I’m ramping up my involvement in our elementary school, which is arguably one of if not the best public school on the west side, in our beautiful city of Santa Monica. With two boys in and one more on deck, I will be inextricably intertwined with this kinder through fifth grade school for a total of 11 years. Just as my middle son leaves for middle school, my youngest son will begin his kindergarten class. So this is an investment in the truest sense of the word. I need to step it up.
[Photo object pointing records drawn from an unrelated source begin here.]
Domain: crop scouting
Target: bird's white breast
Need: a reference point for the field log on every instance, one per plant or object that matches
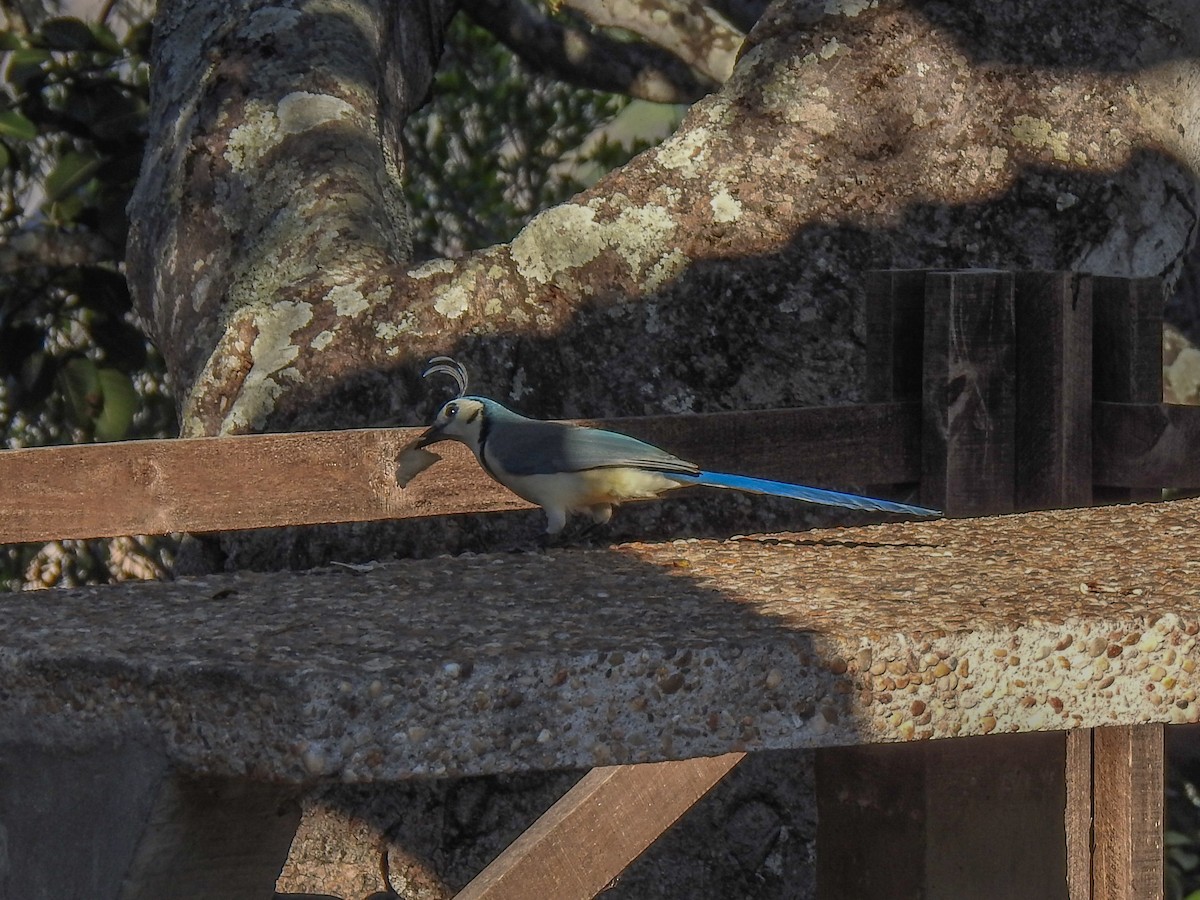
(581, 490)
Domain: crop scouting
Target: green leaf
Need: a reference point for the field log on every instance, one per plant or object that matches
(24, 65)
(102, 37)
(79, 383)
(67, 34)
(15, 125)
(120, 405)
(71, 172)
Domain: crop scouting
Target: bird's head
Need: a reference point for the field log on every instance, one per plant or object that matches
(461, 419)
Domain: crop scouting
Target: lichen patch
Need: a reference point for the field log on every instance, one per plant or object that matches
(1039, 133)
(347, 300)
(271, 355)
(303, 111)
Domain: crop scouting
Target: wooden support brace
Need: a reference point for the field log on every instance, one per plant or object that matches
(597, 829)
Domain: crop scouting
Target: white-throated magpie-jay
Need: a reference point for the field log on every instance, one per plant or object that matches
(568, 468)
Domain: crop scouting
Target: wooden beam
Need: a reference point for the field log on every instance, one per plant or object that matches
(597, 829)
(1127, 805)
(269, 480)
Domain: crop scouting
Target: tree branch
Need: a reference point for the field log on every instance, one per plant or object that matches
(589, 60)
(688, 29)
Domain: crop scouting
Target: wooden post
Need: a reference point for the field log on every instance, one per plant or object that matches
(1127, 807)
(1127, 762)
(970, 394)
(1127, 359)
(1054, 390)
(1011, 369)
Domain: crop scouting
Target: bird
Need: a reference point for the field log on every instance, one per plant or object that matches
(575, 469)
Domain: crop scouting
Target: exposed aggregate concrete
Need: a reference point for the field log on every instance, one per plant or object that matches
(574, 658)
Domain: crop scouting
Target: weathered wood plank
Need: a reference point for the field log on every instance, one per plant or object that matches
(597, 829)
(267, 480)
(1128, 763)
(1054, 390)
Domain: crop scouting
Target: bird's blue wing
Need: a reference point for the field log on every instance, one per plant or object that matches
(528, 447)
(802, 492)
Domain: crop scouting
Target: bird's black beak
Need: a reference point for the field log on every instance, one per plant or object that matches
(431, 436)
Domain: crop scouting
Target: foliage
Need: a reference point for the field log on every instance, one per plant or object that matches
(1182, 838)
(496, 144)
(73, 363)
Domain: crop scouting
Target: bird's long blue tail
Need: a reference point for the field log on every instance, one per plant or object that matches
(799, 492)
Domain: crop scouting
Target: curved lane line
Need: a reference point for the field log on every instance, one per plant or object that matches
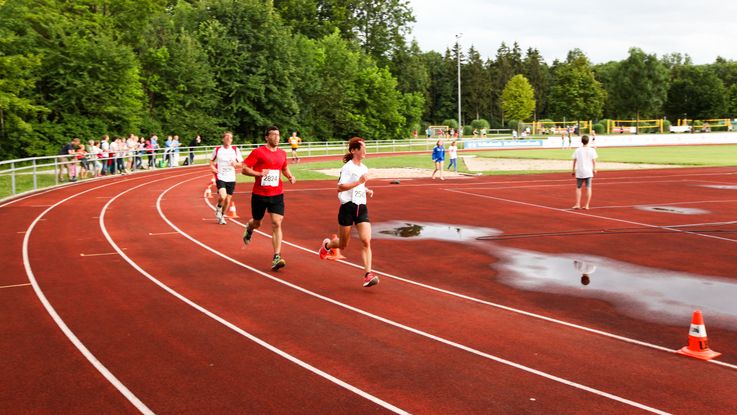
(489, 303)
(223, 321)
(407, 328)
(133, 399)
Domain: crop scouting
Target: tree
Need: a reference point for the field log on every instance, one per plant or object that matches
(640, 85)
(537, 72)
(695, 92)
(476, 86)
(177, 79)
(518, 99)
(442, 86)
(250, 54)
(379, 26)
(576, 94)
(508, 63)
(18, 108)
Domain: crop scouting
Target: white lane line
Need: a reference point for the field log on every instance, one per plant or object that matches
(495, 305)
(578, 212)
(15, 285)
(100, 254)
(414, 330)
(225, 322)
(133, 399)
(667, 204)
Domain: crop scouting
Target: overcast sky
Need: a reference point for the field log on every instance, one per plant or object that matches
(603, 30)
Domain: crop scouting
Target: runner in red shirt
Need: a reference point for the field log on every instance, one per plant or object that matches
(267, 163)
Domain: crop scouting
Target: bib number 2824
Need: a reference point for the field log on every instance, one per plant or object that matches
(270, 178)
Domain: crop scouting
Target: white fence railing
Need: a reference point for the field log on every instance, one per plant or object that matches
(32, 173)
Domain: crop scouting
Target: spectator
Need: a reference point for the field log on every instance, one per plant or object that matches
(67, 152)
(154, 147)
(294, 142)
(453, 156)
(107, 163)
(175, 151)
(584, 169)
(192, 144)
(438, 157)
(167, 150)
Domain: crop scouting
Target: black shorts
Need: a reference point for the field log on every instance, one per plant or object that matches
(351, 213)
(229, 186)
(260, 204)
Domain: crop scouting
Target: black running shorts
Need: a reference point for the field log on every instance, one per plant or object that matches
(351, 213)
(260, 204)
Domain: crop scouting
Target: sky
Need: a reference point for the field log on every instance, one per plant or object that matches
(603, 30)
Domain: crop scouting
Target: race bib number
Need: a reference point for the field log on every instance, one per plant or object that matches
(270, 178)
(358, 196)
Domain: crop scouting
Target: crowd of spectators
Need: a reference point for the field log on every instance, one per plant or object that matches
(120, 155)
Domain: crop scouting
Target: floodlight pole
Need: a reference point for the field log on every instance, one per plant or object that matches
(458, 51)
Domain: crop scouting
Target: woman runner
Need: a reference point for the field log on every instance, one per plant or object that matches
(352, 192)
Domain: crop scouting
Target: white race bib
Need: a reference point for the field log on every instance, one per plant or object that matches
(270, 178)
(358, 195)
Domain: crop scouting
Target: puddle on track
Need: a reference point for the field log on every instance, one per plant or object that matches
(640, 292)
(674, 209)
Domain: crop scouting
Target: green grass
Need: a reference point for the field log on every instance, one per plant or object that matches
(713, 155)
(24, 183)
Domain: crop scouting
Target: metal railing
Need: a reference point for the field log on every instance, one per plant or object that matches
(33, 173)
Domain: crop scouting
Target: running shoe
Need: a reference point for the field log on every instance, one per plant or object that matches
(370, 279)
(324, 252)
(278, 262)
(247, 236)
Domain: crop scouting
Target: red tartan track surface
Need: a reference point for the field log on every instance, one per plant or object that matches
(124, 295)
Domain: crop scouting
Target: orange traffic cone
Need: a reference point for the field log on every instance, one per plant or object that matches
(698, 344)
(334, 253)
(231, 211)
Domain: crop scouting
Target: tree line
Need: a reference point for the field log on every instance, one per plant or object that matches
(326, 68)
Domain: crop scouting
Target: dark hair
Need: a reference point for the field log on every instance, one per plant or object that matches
(270, 129)
(353, 144)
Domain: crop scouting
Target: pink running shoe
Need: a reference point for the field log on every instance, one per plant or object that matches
(370, 279)
(324, 252)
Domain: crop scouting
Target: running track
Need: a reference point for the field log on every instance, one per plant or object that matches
(124, 296)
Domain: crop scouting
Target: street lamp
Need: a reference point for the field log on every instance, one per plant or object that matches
(458, 51)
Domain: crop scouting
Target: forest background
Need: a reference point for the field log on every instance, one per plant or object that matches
(328, 69)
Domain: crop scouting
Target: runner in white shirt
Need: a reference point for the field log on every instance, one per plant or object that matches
(224, 161)
(352, 193)
(584, 168)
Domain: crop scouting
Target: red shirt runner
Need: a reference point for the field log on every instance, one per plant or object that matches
(272, 163)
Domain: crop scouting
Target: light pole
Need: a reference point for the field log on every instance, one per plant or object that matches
(458, 51)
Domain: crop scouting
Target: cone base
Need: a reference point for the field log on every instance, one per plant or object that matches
(336, 255)
(707, 354)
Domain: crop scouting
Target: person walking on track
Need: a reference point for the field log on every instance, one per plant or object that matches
(352, 193)
(584, 168)
(267, 164)
(224, 161)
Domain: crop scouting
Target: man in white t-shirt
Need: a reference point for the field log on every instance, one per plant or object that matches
(224, 161)
(584, 168)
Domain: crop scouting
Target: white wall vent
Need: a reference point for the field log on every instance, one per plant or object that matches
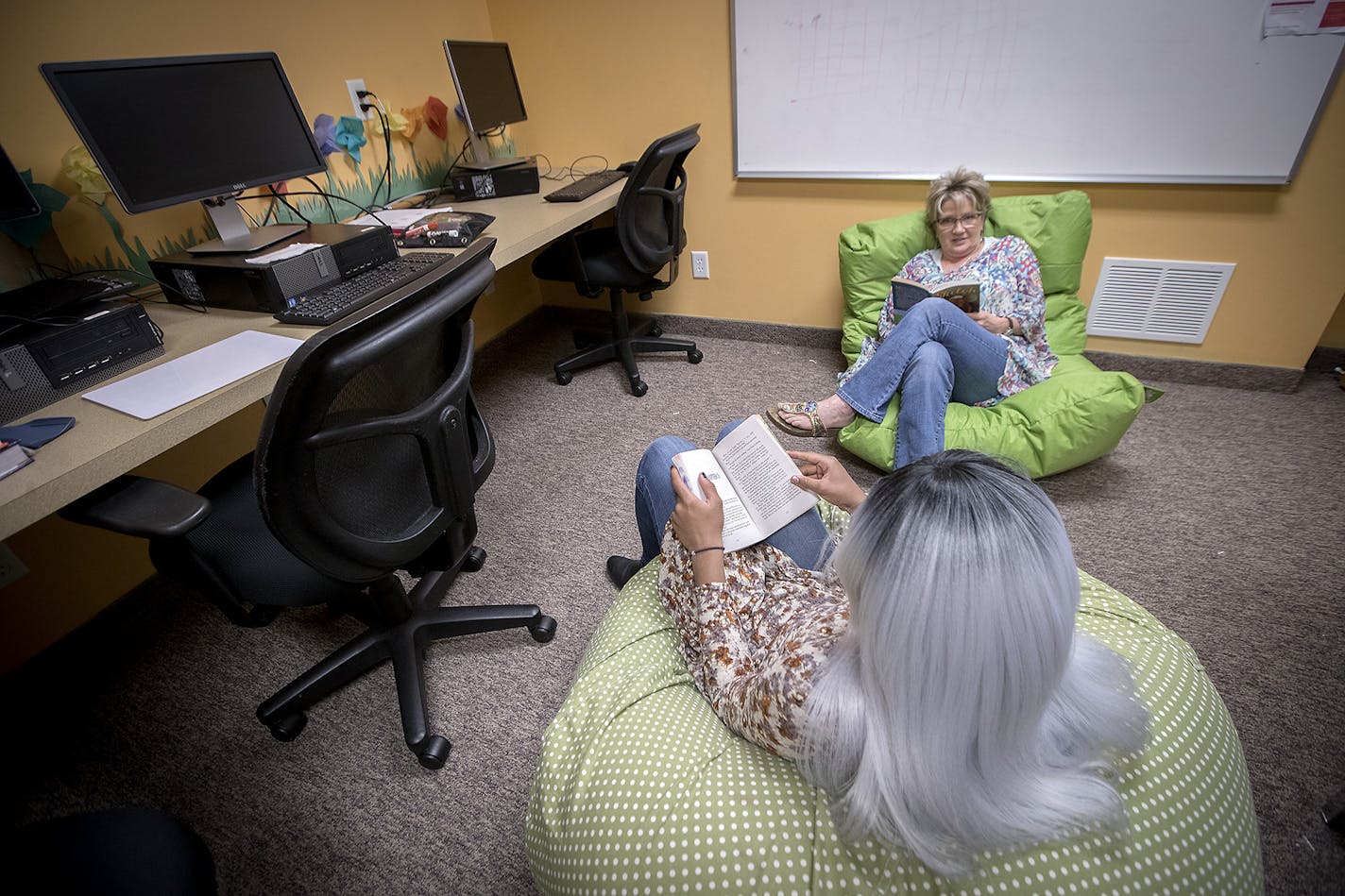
(1153, 299)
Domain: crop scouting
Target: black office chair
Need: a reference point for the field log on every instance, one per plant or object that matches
(628, 257)
(368, 458)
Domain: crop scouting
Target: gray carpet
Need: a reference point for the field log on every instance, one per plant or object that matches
(1220, 512)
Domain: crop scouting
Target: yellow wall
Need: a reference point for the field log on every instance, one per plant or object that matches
(1335, 334)
(605, 76)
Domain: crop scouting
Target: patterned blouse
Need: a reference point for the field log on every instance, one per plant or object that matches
(1011, 282)
(754, 642)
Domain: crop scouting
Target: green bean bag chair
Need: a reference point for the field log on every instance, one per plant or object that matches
(1075, 416)
(641, 788)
I am already “Room Parent” for my kindergartener, which is basically a mix of glorified secretary (you send out emails to the class) and underpaid cheerleader (you get people to volunteer, donate, and help out.) I try and add some levity to my email blasts, with mixed results (some parents do reply with an LOL), and I try and add a personal touch since I have just experienced this exact classroom and teacher last year with my oldest son. I stick out like a sore thumb as I stroll up to class for drop off or pick up with my cute as a button one-year old son and my I’m here/ I’m queer attitude. As a side note to this, as of this writing neither my husband nor myself has ever seen another same-sex couple on the campus, although there is rumor of one other couple with a child in the upper grades. Woo hoo!
I truly like being Room Parent, because it keeps you in the loop and more involved (sometimes not by choice) with your child’s class. Our kindergartener is our middle child with a heart of gold (and pink and purple), so we welcome the inside scoop on his well-being. He’s doing really well. I also get to know the parents faster than most others, partly because I’m in charge of the class roster, and partly because I’m somewhat (my husband would say extremely) gregarious in an Italian lover kind of way. I do love meeting all the parents.
But I need to do more. As a public school, funding is always an issue. Our particular school, in part due to its location smack dab in the middle of the most affluent part of our city, has not struggled with money as much as the eight or so other schools in the district. Deep pockets have paid for premium staff such as art teachers, music teachers, computer techies, and the like, but starting next year the district has decided to even the playing field. No longer will a school be able to pay towards staffing itself. Any money donated for that use would be collected in a general fund and then dispersed evenly. The district is hoping that the amount of money donated will equal $4,000,000. If that money is not raised in the next ten weeks, our stand out school will be suffering just like all the rest. As of now we are at $2,591,193.
So I’m asking parents to contribute. I’m attending PTA meetings (there might be one or two other fathers among a sea of mothers.) I’ve gone to the district office to speak with the foundation that is in charge of raising funds. I’ve given some ideas. We’ve contributed amounts above our comfort level. Then we contributed some more. I feel like I’m just getting my feet wet, but I need to dive in and start some serious swimming. My sons are depending on it.